Quick Tip: Seeding Large Data in Entity Framework Core 2.1
Populating small tables isn't a problem with Entity Framework Core, but what about large amounts of data? Today, I show how to feed large data into your entities.
Seeding has always been a problem when it comes to Entity Framework.
Where do you place your seeding code? In your Startup.cs? In a helper class?
Well, the Entity Framework team has done it again. The Entity<T> class has a method called HasData()
. This HasData method allows you to pass in either a single entity of T or a list of T entities to automatically populate your table.
Julie Lerman also has an absolutely awesome deep dive on HasData Seeding for Entity Framework. Definitely a must read!
For small lookup tables, this is great, but what if you have a LOT of data required for the application to function properly?
Use the [Re]source, Luke!
I remember using Resource files a long time ago. How hard it was to create one, build one, and maintain it. It was excruciatingly painful.

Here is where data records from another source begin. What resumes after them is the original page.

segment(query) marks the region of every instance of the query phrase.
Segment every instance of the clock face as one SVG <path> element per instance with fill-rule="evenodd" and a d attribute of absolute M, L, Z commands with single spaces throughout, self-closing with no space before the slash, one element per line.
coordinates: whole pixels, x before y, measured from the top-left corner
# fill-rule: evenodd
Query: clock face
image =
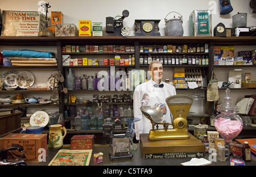
<path fill-rule="evenodd" d="M 222 33 L 224 31 L 224 27 L 222 26 L 218 26 L 217 27 L 217 31 L 219 33 Z"/>
<path fill-rule="evenodd" d="M 144 23 L 142 29 L 144 30 L 144 31 L 149 32 L 153 30 L 153 24 L 152 23 L 149 22 L 146 22 Z"/>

Maybe it was my lack of using them or the tools became better, but I didn't like them at all.
Now they're cool again.
They're now easier to work with and provide a huge benefit for storing default data in the web app.
Perfect for Internationalization and now, seed data.
Let's create one.
- Go to your ASP.NET Core (or WebForms or MVC app) project.
- Add a new Resource.resx file and call it whatever you want (for example, MyAppResources.resx).
- The first column (Name) is the name you'll refer to in your web app when initially grabbing data (for example, call it StateXml)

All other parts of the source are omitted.